## Intro

### In this lesson, you will learn about...

- Pandas Series
- Attributes
- Binning values
- Summarizing a series
- Vectorized operation using a user-defined function

### By the end of this lesson, you should be able to...

- Create a new series
- Perform vectorized operations on a series
- Access attributes of a series
- Describe values of a series (.describe, .value_counts)
- Peek into the series (.head, .tail, .sample)
- Sort values (sort_values, sort_index)
- Test for values in the series (.isin, .any, .all)
- Perform string manipulation (.str)
- Apply a user defined function to all items in a series (.apply)
- Bin continuous data to convert it to discrete (.cut)
- Plot series values (.plot)

### Agenda

1. About Pandas Series
2. Series Part 1
    - Create a Series
    - Vectorized Operations
    - Series Attributes: .index, .values, .dtype, .name, .size, .shape
    - Series Methods: .head, .tail, .sample, ,astype, .value_counts, .describe, .nlargest, .nsmallest, sort_values, .sort_index
3. Exercises, part I
4. Series Part II
    - Indexing and Subsetting
    - Series Attribute: .str
    - Series Methods: .any, .all, .isin, .apply
5. Exercises, part II
6. Series Part III
    - Binning
    - Plotting
7. Exercises, part III

## 1. About Pandas Series

A pandas Series object is a one-dimensional, labeled array made up of an autogenerated index that starts at 0 and data of a single data type.

A couple of important things to note about a Series:

- If I try to make a pandas Series using multiple data types like int and string values, the data will be converted to the same object data type; the int values will lose their int functionality.
- A pandas Series can be created in several ways; we will look at a few of these ways below.
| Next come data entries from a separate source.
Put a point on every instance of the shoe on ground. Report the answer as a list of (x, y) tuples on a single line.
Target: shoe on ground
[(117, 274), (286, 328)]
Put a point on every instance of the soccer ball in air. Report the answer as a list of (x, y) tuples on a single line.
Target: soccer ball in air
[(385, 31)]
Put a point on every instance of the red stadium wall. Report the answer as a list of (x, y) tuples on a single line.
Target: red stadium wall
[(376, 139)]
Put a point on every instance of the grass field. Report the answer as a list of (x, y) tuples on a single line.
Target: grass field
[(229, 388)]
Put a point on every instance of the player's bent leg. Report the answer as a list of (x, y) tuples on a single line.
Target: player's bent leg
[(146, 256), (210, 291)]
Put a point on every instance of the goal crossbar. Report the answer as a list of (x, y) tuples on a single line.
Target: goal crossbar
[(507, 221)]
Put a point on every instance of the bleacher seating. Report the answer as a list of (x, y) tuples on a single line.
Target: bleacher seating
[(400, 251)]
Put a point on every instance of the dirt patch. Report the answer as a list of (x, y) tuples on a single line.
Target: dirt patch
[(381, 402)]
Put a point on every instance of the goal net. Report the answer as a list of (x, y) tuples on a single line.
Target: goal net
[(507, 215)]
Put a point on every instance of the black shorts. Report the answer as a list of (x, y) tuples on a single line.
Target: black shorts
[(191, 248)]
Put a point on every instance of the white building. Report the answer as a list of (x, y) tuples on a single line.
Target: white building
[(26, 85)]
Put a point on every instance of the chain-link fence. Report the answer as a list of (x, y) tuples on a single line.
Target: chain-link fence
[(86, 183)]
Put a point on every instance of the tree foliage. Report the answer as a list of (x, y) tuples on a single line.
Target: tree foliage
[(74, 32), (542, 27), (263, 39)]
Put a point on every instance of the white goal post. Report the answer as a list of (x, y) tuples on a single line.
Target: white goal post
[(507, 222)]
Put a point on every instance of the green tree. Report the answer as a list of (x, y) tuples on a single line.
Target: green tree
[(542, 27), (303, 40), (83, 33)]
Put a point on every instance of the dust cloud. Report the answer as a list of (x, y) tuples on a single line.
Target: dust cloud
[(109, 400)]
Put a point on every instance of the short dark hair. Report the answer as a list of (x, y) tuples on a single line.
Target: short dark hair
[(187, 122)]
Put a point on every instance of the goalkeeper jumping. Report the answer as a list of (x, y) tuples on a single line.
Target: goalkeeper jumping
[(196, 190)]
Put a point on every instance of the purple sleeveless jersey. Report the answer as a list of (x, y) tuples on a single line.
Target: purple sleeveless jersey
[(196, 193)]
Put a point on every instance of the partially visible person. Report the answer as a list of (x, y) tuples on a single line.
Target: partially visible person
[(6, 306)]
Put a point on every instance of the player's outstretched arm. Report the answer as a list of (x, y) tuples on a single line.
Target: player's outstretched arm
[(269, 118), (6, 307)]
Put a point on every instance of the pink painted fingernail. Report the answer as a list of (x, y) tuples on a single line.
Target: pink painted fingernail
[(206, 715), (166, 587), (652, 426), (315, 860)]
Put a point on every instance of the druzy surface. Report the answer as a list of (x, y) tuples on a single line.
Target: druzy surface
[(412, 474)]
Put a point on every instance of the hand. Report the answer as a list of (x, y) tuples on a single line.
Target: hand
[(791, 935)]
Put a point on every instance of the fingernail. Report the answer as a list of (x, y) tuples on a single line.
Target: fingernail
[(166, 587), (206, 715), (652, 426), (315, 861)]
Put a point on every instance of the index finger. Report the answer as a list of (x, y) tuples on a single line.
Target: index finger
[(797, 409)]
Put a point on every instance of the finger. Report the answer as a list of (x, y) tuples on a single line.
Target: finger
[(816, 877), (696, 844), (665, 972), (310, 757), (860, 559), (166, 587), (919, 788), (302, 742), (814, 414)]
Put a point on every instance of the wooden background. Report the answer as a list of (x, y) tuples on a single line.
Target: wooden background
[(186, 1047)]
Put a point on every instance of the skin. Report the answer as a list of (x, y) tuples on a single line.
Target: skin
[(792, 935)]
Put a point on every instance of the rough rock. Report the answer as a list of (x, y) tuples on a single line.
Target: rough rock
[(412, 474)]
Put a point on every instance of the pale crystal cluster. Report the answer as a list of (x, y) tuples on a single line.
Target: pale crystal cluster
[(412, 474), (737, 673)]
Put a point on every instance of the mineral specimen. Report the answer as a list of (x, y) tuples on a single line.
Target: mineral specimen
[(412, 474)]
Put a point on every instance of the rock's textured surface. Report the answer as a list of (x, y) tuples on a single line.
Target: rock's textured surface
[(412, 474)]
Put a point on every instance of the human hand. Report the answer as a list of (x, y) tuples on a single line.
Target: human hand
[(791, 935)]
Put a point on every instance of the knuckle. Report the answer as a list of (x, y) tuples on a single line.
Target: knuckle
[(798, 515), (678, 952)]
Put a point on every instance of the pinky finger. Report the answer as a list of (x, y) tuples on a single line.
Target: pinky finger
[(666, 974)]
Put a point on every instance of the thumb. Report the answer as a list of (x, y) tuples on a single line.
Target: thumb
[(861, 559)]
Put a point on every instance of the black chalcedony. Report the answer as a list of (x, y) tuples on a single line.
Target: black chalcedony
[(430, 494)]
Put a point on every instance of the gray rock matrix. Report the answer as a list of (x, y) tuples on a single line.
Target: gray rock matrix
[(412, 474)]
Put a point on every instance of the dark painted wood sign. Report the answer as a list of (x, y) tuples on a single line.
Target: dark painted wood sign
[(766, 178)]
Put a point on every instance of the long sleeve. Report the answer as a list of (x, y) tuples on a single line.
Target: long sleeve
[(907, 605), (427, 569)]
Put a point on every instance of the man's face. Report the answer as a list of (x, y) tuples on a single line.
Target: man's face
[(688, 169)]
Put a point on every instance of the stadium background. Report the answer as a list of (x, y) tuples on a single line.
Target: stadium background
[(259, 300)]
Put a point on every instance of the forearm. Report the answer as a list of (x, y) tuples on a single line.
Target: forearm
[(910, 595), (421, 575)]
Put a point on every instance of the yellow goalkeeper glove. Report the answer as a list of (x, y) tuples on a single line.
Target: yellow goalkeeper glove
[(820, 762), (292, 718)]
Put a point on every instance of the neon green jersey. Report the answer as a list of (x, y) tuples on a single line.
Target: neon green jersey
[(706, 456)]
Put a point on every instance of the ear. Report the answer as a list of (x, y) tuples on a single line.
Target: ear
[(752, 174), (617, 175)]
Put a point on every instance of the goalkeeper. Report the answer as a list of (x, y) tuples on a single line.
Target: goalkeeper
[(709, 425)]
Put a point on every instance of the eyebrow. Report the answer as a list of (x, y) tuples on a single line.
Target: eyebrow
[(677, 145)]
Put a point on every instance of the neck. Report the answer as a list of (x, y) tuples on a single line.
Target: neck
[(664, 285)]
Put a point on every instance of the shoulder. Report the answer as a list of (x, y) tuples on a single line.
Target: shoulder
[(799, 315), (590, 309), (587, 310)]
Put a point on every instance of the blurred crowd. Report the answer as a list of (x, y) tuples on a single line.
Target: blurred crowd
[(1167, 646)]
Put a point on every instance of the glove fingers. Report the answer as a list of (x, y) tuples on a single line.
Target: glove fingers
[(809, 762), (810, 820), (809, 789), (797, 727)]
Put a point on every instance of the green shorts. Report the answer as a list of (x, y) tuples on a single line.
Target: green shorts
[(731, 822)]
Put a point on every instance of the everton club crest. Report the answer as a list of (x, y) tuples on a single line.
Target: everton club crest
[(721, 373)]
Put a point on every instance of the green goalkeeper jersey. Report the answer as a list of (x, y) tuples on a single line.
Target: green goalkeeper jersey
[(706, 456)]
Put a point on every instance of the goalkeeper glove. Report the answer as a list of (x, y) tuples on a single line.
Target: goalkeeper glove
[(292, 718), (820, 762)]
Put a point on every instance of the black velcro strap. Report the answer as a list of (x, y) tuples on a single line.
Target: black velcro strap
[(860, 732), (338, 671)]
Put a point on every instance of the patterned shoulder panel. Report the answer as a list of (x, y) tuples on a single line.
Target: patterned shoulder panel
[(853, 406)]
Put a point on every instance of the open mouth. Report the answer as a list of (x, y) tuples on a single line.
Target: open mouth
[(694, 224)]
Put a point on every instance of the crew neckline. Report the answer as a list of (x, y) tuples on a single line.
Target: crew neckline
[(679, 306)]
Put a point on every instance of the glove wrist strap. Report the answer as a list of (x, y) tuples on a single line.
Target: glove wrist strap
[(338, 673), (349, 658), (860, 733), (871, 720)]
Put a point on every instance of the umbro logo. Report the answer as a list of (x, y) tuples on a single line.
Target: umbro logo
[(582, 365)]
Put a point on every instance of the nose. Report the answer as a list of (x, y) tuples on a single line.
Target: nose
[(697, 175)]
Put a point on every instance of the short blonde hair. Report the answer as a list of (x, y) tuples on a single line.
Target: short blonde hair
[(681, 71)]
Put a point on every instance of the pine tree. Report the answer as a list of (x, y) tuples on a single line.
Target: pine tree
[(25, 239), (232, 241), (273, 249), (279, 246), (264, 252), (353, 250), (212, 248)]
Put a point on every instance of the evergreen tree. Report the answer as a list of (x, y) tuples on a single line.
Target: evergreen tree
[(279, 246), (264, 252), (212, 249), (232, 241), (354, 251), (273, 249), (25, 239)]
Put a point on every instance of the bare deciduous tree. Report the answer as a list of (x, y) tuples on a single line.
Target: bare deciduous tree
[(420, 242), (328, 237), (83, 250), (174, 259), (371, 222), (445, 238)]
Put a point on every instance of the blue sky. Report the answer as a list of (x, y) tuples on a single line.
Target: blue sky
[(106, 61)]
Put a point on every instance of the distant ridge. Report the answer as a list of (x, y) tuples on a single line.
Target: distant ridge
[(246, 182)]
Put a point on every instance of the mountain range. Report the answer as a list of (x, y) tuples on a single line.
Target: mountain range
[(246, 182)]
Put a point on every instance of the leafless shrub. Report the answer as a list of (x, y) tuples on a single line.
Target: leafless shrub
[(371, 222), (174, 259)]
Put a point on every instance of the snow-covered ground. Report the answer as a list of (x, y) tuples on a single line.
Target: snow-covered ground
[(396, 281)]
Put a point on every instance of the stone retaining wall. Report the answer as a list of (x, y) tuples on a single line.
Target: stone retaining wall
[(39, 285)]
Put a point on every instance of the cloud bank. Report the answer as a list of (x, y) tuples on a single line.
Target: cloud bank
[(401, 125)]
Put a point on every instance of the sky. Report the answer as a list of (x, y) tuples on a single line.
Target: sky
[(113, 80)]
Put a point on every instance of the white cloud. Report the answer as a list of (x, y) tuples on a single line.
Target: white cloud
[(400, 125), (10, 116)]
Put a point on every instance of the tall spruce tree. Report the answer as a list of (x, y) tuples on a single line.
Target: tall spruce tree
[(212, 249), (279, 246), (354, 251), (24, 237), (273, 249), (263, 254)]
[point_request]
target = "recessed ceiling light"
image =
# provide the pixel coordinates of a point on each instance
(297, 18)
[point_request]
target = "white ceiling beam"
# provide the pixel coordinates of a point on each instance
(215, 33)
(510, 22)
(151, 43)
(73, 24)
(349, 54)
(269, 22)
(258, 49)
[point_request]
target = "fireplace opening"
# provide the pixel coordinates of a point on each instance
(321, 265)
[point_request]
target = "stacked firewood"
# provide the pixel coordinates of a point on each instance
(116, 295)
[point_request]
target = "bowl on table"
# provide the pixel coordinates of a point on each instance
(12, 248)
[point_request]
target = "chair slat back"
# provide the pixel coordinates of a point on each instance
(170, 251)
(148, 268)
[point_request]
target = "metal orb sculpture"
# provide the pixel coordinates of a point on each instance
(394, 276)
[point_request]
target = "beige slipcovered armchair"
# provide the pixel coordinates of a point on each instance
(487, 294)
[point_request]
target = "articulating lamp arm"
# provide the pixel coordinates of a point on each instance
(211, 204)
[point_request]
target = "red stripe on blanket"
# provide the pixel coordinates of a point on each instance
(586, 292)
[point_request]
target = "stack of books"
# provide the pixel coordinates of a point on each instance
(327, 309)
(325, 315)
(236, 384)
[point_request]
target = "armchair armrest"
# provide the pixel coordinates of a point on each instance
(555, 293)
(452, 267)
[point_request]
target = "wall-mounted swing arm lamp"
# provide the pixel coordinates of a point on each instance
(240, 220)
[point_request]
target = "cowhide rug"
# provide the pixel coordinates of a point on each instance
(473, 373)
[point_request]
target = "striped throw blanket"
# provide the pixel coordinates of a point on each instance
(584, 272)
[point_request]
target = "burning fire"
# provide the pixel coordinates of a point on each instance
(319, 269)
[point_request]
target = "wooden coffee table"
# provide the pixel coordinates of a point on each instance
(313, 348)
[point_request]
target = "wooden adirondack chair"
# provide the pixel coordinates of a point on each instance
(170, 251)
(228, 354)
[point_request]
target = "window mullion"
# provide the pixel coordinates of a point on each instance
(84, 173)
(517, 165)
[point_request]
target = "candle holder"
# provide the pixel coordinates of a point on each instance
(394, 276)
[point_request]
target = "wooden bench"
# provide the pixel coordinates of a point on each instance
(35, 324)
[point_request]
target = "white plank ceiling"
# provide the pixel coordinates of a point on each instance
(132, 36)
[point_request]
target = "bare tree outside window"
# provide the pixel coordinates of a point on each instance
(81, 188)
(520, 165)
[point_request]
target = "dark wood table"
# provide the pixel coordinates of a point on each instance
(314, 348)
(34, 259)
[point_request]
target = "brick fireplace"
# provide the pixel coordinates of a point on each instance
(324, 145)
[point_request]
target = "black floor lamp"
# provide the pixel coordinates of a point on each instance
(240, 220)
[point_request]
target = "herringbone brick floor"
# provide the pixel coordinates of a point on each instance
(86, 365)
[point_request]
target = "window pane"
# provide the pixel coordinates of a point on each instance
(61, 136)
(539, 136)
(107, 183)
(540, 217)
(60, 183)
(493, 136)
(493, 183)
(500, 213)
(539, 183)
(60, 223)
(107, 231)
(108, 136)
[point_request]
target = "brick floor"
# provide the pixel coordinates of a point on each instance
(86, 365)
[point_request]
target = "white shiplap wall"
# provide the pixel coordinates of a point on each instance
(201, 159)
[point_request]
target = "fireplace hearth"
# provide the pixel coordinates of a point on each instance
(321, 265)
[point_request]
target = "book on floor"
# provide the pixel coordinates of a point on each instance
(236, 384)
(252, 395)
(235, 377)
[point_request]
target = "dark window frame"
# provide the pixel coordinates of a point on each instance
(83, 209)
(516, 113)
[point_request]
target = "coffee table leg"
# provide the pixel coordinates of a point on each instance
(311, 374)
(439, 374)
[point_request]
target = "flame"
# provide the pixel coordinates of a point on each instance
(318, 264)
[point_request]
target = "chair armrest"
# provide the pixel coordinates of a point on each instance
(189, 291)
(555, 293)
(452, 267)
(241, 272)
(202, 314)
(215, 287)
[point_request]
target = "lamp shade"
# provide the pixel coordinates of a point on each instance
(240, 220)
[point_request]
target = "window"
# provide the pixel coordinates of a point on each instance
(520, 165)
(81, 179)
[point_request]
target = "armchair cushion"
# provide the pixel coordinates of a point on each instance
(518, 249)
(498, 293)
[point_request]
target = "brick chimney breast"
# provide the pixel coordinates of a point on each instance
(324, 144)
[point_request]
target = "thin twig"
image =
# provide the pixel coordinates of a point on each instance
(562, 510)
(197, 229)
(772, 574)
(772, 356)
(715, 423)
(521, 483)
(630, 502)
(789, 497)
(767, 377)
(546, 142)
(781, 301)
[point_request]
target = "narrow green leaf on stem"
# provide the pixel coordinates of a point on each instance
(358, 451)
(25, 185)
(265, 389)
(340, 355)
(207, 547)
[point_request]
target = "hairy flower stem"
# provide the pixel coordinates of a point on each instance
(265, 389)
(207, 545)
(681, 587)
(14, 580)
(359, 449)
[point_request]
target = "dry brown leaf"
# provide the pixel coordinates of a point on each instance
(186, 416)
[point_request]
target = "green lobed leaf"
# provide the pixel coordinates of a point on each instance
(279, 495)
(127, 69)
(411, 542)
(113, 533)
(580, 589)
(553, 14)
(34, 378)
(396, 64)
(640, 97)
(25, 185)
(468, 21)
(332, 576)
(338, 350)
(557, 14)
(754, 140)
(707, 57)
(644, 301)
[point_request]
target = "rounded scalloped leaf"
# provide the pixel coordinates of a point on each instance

However, **it will most often be created by selecting a single column from a pandas Dataframe in which case the Series retains the same index as the Dataframe.** We will dive into this in the next two lessons: DataFrames and Advanced DataFrames.

---

Numpy vs. Pandas

- Numpy: Python library for representing n-dimensional arrays.
- Pandas: Python library, built upon Numpy, for representing series and dataframes which are tabular structures.

---

Series vs. Dataframes

- Series: a one-dimensional, labeled array. A series has row names but no column name.
- Dataframes: 2-d structures that represent datasets. Imagine a table with rows and columns. A dataframe has row names and column names.

---

Series vs. List

- Series contains an index, which can be thought of as a row name (often is a row number), which is a way to reference items. The index is stored with other meta-information (information about the series).
- the elements are of a specific data type. The data type is inferred, but can be manually specified.

## 2. Series Part I

- Create a Series
- Series data types
- Vectorized Operations
- Series Attributes: .index, .values, .dtype, .name, .size, .shape
- Series Methods: .head, .tail, .sample, ,astype, .value_counts, .describe, .nlargest, .nsmallest, sort_values, .sort_index

Import Pandas

`import pandas as pd`

In [2]:
import pandas as pd
import numpy as np
from pydataset import data

### Create a Series

In practice, a Series will most often be created by selecting a single column from a pandas Dataframe in which case the Series retains the same index as the Dataframe.

1. from a list
2. from a numpy array
3. from a dictionary
4. from a dataframe

From a List

In [3]:
my_list = [2, 3, 5]
type(my_list)

list

Using an index to access value in list is possible, but those indices are integers representing location and cannot be changed to be a name, datetime, etc.

In [4]:
my_list[0]

2

Create series from list, similar to how you would convert a list to an array with `np.array(my_list)`, using `pd.Series(my_list)`.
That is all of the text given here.